But the big keys to recovery will be jobs and housing. So while the recession may be stabilizing, it is far from over. That mixed bag is mirrored in Utah's real estate market. Consider these two statistics from Salt Lake County: overall home sales are down, but the median sale price has leveled off.
Sales of homes and condos in Salt Lake County fell sharply from above 1100 in February of 2007 to about half that in February of this year.
But home sales in February rose 32 percent over January, and the median sale price has essentially held steady over the past two years at about $225,000.
The federal government is offering an $8,000 tax credit to first-time buyers, or those who haven't owned a home in three years.
The state is offering $6,000 to buyers of new homes, and mortgage interest rates are now below 5 percent.
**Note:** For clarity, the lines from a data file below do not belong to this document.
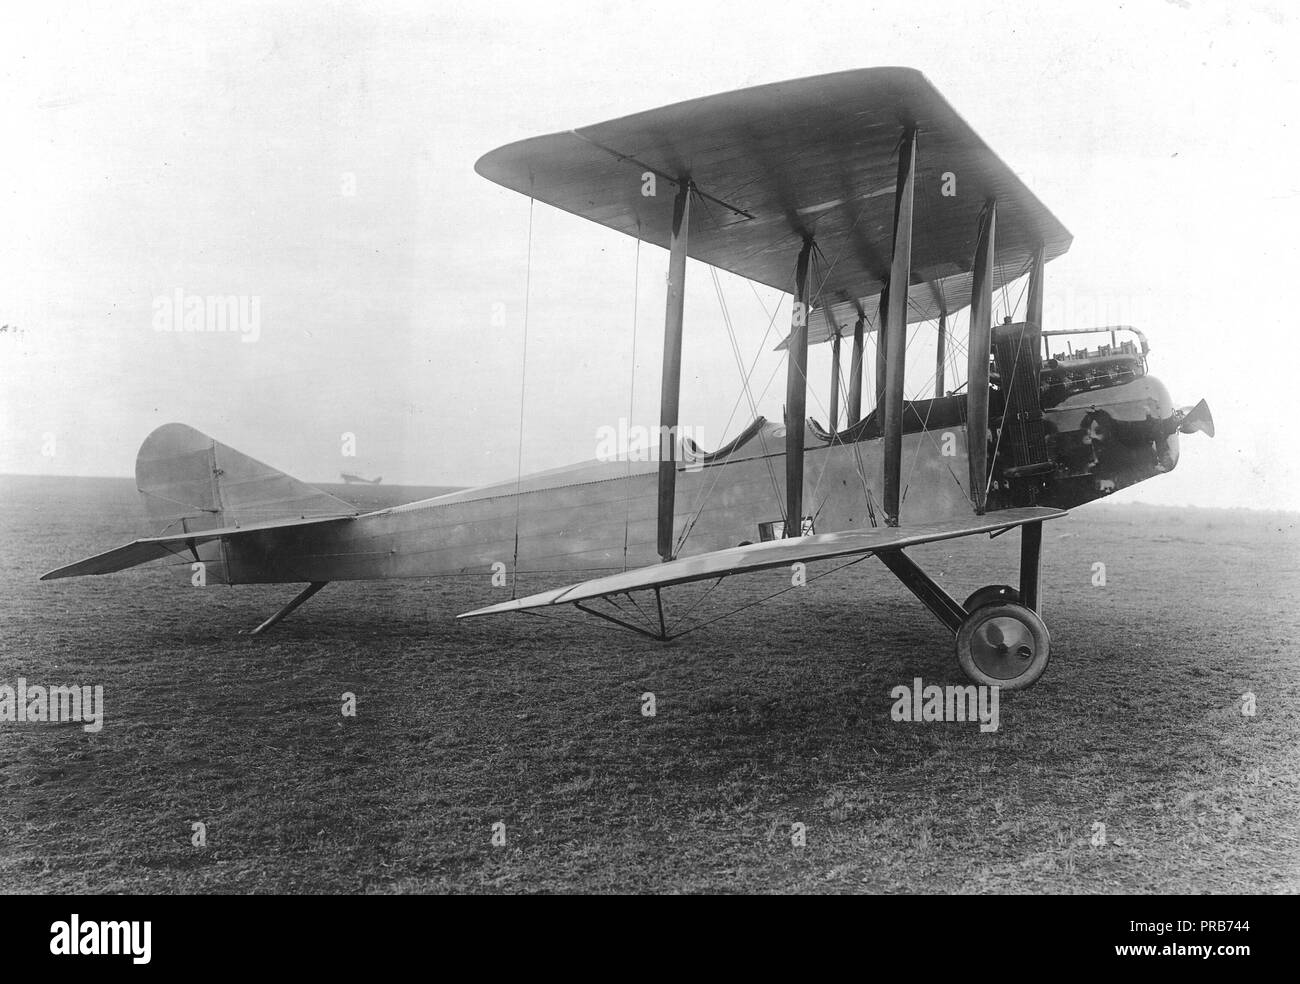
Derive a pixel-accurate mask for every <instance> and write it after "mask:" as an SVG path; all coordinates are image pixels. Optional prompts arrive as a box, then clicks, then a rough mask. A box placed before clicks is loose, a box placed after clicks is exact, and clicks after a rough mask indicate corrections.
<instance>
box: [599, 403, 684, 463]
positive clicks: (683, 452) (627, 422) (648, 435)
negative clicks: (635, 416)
mask: <svg viewBox="0 0 1300 984" xmlns="http://www.w3.org/2000/svg"><path fill="white" fill-rule="evenodd" d="M698 437H699V432H698V429H693V428H690V426H686V425H680V426H675V428H664V426H659V428H646V426H642V425H641V424H629V422H628V419H627V417H619V425H617V426H616V428H612V426H610V425H608V424H606V425H603V426H599V428H597V430H595V460H598V461H682V463H684V464H685V469H686V471H688V472H698V471H701V469H703V467H705V458H707V455H706V454H705V452H703V451H701V450H699V445H698V443H695V442H697V438H698Z"/></svg>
The head of the Salt Lake Board of Realtors says those factors make him optimistic. Ryan Kirkham, President of the Salt Lake Board of Realtors, said, "If you're going to buy, you really should be looking now, and I really believe that. It's a tremendous opportunity for buyers out there."
He added, "All of the sudden, I think people are realizing there's light at the end of the tunnel; this isn't a forever problem. And I think there's optimism there. In fact, I know there's optimism there."
University of Utah economist Jim Wood says the real estate market, especially of new home sales, has been in a virtual free fall for two years, but with new government incentives, could be poised for recovery. "Where we are now, we're through the worst," he said. "We're closer to the bottom, closer today than we were last week, but it's going to be a rough year."
He said while those programs should help, rising unemployment could pose a problem. "Right now, we've just got to work ourselves out of this really serious recession, and that will tend to offset some of these positives."
Wood says Utah is in much better shape than Arizona, Nevada, California and Florida, where they severely overbuilt and now have too many unsold properties.